16. Applicable Law and Jurisdiction
The construction, validity and performance of these Terms and all non-contractual obligations arising from or connected with these Terms shall be governed by the laws of England and Wales.
Each party irrevocably agrees to submit to the exclusive jurisdiction of the courts of England and Wales over any claim or matter arising under or in connection with these Terms.
17. Intellectual Property
Buyer acknowledges that any and all Intellectual Property (all patents, rights to inventions, copyright and related rights, trade marks, trade names, copyright, rights in designs and any other intellectual property rights, in each case whether registered or unregistered and including all applications (and rights to apply) for, and renewals or extensions of, such rights and all similar or equivalent rights or forms of protection which subsist or will subsist, now or in the future, in any part of the world) in and relating to the Products, Seller’s business belong solely to Seller or its licensors (as applicable) and shall remain entirely in the ownership or control of Seller.

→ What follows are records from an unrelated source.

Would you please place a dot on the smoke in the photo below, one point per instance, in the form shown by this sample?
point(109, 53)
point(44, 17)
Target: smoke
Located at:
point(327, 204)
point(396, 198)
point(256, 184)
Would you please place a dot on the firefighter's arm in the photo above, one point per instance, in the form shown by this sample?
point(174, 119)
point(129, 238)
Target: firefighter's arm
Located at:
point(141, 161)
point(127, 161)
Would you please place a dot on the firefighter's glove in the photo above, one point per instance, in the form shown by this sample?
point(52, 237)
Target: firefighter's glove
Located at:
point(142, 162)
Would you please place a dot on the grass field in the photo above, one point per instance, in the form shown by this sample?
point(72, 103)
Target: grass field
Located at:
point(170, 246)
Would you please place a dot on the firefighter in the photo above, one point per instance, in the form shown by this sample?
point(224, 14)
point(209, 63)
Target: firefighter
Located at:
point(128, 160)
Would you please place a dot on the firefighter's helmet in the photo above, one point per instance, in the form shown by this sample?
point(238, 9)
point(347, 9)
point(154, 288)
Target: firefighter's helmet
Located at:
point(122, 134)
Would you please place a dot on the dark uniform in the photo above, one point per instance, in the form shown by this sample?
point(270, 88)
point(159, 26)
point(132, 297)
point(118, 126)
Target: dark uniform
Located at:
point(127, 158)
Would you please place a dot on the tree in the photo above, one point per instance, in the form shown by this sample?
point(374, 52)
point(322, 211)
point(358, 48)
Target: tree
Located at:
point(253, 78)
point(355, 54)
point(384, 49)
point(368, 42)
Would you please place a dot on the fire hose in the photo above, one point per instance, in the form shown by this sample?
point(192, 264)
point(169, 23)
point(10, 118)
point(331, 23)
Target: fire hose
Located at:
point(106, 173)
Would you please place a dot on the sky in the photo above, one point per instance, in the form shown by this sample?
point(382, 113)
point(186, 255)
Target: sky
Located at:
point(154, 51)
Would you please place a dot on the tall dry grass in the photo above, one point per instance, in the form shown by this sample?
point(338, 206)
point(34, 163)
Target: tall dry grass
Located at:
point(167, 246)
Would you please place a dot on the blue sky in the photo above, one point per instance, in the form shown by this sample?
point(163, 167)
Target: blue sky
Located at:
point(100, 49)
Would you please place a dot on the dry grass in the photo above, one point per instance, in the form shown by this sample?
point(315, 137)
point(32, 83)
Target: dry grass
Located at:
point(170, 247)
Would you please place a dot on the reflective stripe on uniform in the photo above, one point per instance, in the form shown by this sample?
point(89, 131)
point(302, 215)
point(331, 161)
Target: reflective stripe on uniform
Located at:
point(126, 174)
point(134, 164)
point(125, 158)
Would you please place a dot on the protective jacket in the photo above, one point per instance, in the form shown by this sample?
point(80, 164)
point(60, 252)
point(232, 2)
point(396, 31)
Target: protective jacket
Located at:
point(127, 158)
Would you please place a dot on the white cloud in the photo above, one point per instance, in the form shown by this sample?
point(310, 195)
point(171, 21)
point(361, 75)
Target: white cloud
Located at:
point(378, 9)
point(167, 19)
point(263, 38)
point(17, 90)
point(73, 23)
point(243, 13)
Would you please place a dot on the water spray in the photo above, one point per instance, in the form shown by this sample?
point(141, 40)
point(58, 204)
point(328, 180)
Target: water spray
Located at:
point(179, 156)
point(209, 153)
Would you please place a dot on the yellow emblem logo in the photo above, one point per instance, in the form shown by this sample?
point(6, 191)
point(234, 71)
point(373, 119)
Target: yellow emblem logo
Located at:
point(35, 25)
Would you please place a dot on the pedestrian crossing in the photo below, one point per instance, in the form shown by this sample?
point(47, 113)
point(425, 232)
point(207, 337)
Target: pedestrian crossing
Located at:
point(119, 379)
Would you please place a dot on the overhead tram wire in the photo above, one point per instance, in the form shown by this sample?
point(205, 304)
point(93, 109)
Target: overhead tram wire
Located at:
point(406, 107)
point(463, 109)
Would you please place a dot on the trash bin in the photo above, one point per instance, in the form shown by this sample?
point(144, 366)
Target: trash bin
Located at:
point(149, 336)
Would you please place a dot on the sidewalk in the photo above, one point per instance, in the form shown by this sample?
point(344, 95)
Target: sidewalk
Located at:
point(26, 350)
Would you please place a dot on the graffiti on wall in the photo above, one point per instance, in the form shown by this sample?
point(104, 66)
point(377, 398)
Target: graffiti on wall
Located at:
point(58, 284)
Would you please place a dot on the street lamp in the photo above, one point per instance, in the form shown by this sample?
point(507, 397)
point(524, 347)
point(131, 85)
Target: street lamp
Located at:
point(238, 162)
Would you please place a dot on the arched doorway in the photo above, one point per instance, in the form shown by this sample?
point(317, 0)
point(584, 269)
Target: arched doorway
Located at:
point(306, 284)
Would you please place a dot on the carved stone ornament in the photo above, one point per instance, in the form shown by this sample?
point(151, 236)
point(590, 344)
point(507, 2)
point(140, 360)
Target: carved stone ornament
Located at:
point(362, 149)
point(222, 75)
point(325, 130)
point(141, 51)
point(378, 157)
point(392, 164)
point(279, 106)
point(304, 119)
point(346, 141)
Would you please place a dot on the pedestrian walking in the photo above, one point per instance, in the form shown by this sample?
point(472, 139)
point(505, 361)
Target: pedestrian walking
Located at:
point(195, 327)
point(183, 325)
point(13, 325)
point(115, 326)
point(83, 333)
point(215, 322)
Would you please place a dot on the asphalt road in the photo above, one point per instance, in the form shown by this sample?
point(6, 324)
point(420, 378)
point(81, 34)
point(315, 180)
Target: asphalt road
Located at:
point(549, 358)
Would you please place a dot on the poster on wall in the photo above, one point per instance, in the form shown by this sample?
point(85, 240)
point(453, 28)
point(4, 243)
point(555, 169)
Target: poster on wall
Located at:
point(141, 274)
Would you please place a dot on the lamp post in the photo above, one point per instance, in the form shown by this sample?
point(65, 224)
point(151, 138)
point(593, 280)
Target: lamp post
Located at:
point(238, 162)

Nothing said or done by either party shall constitute the transfer of any such rights.
Buyer may not assign, novate, sub-licence, mortgage or otherwise transfer any of its rights or obligations in these Terms, whether by operation of law or otherwise, without the prior written consent of Seller.
Seller may assign, novate, sub-licence, mortgage or otherwise transfer in whole or in part any of its rights and/or obligations in these Terms. Seller will notify Buyer as soon as reasonably practical in the event that it exercises its rights under this Section.
19. Entire Agreement
The Contract, including these Terms, contains all of the terms agreed between the parties and supersedes and replaces any prior agreement, understanding or arrangement between the parties, whether oral or in writing.
Each party agrees that it shall have no remedies in respect of any statement, representation, assurance or warranty (whether made innocently or negligently) that is not set out in the Contract. Each party agrees that the only remedy available to a party in respect of a breach of any representation which is incorporated into the Contract shall be for breach of contract.
If any provision or part-provision of these Terms is or becomes invalid, illegal or unenforceable, it shall be deemed deleted, but that shall not affect the validity and enforceability of the rest of the Contract. If any provision of the Contract is deemed deleted under this Section, the parties shall negotiate in good faith to agree a replacement provision that, to the greatest extent possible, achieves the intended commercial result of the original provision.
21. Third Party Rights
Unless it expressly states otherwise, the Contract does not give rise to any rights under the Contracts (Rights of Third Parties) Act 1999 to enforce any term of the Contract.
22. Force Majeure
Neither party shall be in breach of the Contract nor liable for delay in performing, or failure to perform, any of its obligations under the Contract if such delay or failure result from an event, circumstance or cause beyond a party’s reasonable control (a “Force Majeure Event“). In such circumstances the affected party shall be entitled to a reasonable extension of the time for performing such obligations. If the period of delay or non-performance continues for one (1) month, the party not affected may terminate the Contract by giving [ten (10)] business days’ written notice to the affected party.